L’énergie chère, il faudra vivre avec

Rédacteur en chef adjoint

Ces dernières semaines, les prix de gros de l’électricité et du gaz ont grimpé. La faute à l’économie, aux marchés au carbone, à l’hiver qui vient. Vraiment? Il est temps de voir la réalité en face: avec la transition énergétique, la hausse des prix est là pour durer.

Les prix de l’énergie flambent à nouveau. Et à nouveau, nous voici devant la crainte de leur impact sur nos factures énergétiques. Air connu, mais qui risque de devenir une litanie longue et douloureuse si les indicateurs à la hausse se confirment, et ils sont nombreux. Les plus optimistes diront que les tensions actuelles (reprise de l’activité économique, marchés du carbone, prix du gaz) devraient s’apaiser. Et qu’il n’y a pas lieu de s’inquiéter. Peut-être, mais leur réflexion devrait glisser au-delà des quelques mois à venir. Et tenir cette poussée de fièvre actuelle comme une piqûre de rappel de ce qui nous attend à plus long terme: un renchérissement généralisé des prix.

Exercice difficile, car depuis les chocs pétroliers des années 1970, notre instinct nous a forcés à réagir aux effets exogènes, géopolitiques et monétaires.

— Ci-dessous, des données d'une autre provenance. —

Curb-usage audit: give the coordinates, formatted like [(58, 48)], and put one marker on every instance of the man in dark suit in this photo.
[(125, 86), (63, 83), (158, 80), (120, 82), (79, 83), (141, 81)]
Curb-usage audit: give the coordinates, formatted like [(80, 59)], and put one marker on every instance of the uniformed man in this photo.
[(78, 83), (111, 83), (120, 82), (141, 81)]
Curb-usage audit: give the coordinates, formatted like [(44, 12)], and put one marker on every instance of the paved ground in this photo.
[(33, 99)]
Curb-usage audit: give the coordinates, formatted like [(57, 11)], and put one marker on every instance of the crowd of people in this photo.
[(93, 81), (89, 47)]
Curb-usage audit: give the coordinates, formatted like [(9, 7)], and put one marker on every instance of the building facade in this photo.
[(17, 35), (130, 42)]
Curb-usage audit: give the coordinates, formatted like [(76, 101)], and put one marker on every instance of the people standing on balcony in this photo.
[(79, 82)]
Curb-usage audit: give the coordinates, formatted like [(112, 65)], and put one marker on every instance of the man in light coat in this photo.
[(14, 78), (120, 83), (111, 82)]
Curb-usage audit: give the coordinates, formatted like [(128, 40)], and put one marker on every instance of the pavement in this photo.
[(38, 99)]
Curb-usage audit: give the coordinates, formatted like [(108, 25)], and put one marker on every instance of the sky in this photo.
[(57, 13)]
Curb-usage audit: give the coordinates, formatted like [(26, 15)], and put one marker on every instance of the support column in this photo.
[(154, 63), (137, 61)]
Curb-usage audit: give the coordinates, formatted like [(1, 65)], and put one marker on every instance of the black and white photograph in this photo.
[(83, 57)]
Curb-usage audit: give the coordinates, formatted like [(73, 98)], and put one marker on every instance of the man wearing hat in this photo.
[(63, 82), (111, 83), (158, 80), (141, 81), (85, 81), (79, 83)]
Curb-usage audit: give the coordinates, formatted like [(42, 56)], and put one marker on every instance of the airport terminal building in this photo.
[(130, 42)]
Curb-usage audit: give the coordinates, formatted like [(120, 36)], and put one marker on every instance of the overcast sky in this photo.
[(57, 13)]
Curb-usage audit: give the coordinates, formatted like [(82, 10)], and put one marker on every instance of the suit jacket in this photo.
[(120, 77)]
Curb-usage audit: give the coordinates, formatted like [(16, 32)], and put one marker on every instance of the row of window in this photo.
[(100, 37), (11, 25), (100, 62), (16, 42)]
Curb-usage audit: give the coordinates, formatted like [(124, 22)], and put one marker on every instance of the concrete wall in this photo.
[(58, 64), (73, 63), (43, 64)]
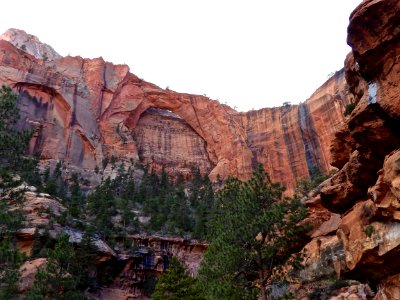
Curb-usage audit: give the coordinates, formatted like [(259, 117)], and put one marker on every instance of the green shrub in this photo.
[(349, 108)]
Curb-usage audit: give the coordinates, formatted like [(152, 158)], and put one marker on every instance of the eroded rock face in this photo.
[(28, 272), (86, 110), (365, 190), (30, 44), (164, 140)]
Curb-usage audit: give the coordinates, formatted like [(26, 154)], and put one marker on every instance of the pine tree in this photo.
[(57, 280), (176, 284), (254, 233)]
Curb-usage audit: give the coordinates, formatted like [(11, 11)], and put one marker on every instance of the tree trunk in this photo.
[(262, 287), (261, 276)]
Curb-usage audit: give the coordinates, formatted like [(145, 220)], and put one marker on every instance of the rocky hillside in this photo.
[(359, 206), (87, 112)]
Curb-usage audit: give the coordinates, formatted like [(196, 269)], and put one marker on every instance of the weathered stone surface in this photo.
[(389, 288), (164, 140), (365, 190), (386, 192), (323, 258), (30, 44), (86, 110), (354, 292)]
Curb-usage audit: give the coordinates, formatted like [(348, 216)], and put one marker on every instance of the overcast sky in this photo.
[(248, 53)]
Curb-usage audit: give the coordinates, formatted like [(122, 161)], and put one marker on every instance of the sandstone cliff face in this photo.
[(86, 110), (30, 44), (365, 242)]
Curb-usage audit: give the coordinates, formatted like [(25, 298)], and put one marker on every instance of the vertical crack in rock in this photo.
[(310, 139)]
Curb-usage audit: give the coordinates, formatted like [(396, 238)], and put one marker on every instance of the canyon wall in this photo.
[(356, 212), (87, 112)]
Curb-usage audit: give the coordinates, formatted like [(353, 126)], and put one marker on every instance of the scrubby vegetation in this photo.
[(253, 231)]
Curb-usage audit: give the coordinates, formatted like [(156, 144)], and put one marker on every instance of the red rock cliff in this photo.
[(359, 206), (84, 110)]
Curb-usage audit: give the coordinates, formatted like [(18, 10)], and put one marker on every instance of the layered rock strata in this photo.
[(364, 243), (87, 111)]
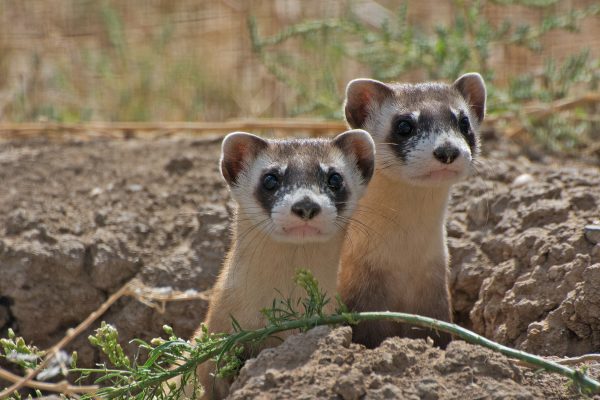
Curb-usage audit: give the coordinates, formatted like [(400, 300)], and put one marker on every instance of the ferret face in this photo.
[(426, 134), (298, 191)]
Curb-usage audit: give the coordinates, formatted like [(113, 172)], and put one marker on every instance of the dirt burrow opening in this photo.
[(79, 219)]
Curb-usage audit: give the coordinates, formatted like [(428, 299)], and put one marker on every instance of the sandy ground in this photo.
[(78, 219)]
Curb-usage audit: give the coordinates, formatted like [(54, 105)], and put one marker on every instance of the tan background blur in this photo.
[(74, 60)]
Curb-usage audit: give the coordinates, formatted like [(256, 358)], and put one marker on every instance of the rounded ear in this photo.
[(360, 144), (361, 94), (472, 87), (237, 151)]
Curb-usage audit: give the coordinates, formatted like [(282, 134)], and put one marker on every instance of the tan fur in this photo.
[(253, 269), (390, 217), (260, 266), (396, 257)]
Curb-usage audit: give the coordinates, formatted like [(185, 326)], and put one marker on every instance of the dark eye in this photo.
[(404, 127), (270, 182), (335, 181), (464, 125)]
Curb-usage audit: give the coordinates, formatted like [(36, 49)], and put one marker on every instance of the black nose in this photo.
[(446, 153), (306, 208)]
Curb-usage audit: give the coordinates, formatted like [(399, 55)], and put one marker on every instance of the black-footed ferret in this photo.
[(427, 138), (294, 198)]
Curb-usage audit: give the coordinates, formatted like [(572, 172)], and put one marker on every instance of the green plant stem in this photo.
[(578, 377)]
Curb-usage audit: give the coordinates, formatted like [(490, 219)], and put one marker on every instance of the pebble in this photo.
[(592, 233), (135, 188), (522, 180)]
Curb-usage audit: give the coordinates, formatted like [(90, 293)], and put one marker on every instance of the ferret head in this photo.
[(300, 190), (426, 134)]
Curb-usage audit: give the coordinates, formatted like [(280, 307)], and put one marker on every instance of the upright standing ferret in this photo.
[(294, 200), (427, 138)]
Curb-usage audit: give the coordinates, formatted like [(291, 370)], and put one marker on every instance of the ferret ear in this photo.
[(472, 88), (361, 145), (238, 150), (361, 95)]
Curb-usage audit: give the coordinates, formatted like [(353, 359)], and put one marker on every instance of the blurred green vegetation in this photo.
[(127, 80), (397, 49)]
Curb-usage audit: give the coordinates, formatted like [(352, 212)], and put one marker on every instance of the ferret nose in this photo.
[(446, 153), (306, 208)]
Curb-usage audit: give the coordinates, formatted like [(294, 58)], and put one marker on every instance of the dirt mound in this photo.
[(79, 219), (325, 364), (524, 272)]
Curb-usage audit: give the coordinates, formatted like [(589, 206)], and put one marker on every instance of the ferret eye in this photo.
[(404, 127), (335, 181), (464, 125), (270, 182)]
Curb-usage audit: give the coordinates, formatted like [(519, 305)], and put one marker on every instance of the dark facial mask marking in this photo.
[(297, 176)]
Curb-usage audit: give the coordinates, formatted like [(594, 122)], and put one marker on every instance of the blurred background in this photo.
[(75, 61)]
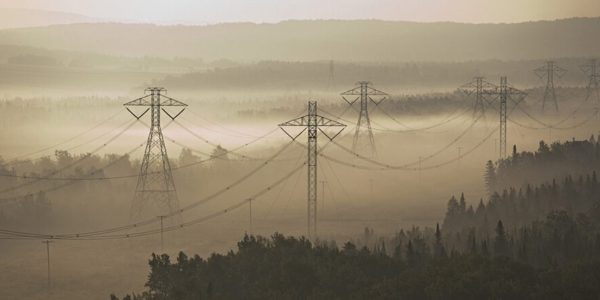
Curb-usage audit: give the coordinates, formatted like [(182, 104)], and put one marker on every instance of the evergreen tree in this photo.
[(490, 177), (500, 243)]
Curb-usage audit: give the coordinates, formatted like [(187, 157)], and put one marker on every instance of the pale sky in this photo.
[(216, 11)]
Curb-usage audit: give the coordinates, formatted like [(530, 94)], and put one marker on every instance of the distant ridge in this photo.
[(23, 18), (361, 40)]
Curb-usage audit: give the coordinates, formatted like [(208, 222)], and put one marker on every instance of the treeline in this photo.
[(291, 268), (46, 191), (339, 76)]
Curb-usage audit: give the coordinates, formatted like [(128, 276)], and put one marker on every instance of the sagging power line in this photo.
[(549, 71), (312, 123), (365, 94), (155, 184)]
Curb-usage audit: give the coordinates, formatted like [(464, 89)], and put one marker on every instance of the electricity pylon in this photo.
[(505, 92), (331, 82), (480, 88), (549, 71), (364, 93), (312, 123), (155, 186), (592, 70)]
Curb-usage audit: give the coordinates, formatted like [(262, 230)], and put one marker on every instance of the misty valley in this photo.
[(234, 161)]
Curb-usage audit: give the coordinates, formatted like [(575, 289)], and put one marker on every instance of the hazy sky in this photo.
[(212, 11)]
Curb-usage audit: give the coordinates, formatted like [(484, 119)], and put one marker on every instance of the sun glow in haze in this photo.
[(213, 11)]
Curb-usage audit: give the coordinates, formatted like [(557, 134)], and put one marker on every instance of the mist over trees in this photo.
[(341, 40)]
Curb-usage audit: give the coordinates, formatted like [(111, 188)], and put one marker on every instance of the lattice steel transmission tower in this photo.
[(480, 88), (505, 93), (365, 94), (550, 71), (592, 70), (155, 189), (312, 123)]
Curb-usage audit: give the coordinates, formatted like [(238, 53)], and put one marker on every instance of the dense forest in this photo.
[(537, 242)]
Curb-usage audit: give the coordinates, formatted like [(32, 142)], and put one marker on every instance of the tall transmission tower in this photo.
[(506, 92), (592, 70), (480, 88), (313, 123), (365, 94), (155, 186), (549, 71)]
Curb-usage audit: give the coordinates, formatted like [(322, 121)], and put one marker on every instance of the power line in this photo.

Aujourd’hui, la lame de fond est endogène: nous avons lancé une transition énergétique et une électrification de nos modes de transport qui, mises ensemble, mettent une pression sans précédent sur nos moyens d’approvisionnement.

Il est plus que temps de nous projeter dans un monde où se chauffer, se déplacer, produire, nous coûtera plus cher, et de réfléchir aux moyens pour nos sociétés et nos entreprises d’absorber le choc.

Il est plus que temps de nous projeter dans un monde où se chauffer, se déplacer, produire, nous coûtera plus cher, et de réfléchir aux moyens pour nos sociétés et nos entreprises d’absorber le choc. L’isolation des bâtiments et autres économies d’énergie offrent une première voie: il n’y a rien de moins cher qu’une énergie non consommée. C’est le principe qui sous-tend la grosse partie du plan de relance européen. Mais cela pourrait ne pas suffire. Pour les citoyens, d’abord, les plus précarisés d’entre eux, qu’il faudra protéger. Pour les entreprises, ensuite, celles dont les coûts énergétiques s’exposent au renchérissement du prix du carbone. L’Allemagne en a pris conscience. L’une des mesures phares de la candidate verte Annalena Baerbock consiste en un "pacte avec l’industrie" qui soutiendra les coûts inhérents à la transition énergétique en échange de business plans durables.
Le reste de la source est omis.